Ukraine and Moldova Government officials discuss prevention of Pandemic Avian Influenza at an International Symposium
KYIV, 13 February 2007 – An International Symposium on how governments can better manage emergency health situations has started in the capital of Ukraine. For three days Ukrainian and Moldovan high level government officials will discuss the organization and implementation of crisis communication campaigns in the context of a possible Avian Influenza pandemic.
The Symposium will provide senior government officials and spokespersons with the opportunity to better understand health crisis communication. This will include the adequate organization and coordination of relevant agencies and practical one-on-one simulation of media relations during health emergency situations.
With this participatory symposium, national emergency and health services will be able, through trust, transparency and authority, to significantly reduce public panic, inspire confidence and empower individuals to take appropriate action so that the impact of the pandemic will be minimized.
International health authorities and international organizations are clear with regard to Pandemic Influenza: it is not a question of whether it happens, but when it will happen.

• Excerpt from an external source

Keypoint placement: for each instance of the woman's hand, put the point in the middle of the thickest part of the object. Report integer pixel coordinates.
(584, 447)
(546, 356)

The impact of responsible media relations in such an emergency cannot, therefore, be overestimated. Suitably planned public communication, including the ability to handle both national and international media professionally and transparently, is an essential part of the preparation for a pandemic situation.
As Pandemic Influenza does not respect borders, the issue of prompt, effective communication to populations is not just a matter of national, but of international, interest and concern. Having a well-organized and well-prepared emergency communication mechanism in place is therefore a key component of a government’s response.
The International Symposium on government crisis communication during health emergency situations is one of six symposia to be held in the region of Eastern and Central Europe and the Commonwealth of Independent States.
The Symposium is organized by UNICEF (United Nations Children’s Fund) in collaboration with WHO (World Health Organization) and with financial support of the Government of Japan and USAID (United States Agency for International Development).
For nearly 60 years UNICEF has been the world's leader for children, working on the ground in 157 countries to help children survive and thrive, from early childhood through adolescence. The world's largest provider of vaccines for poor countries, UNICEF supports child health and nutrition, quality basic education for all boys and girls, and the protection of children from violence, exploitation, and AIDS. UNICEF is funded entirely by the voluntary contributions of individuals, businesses, foundations and governments.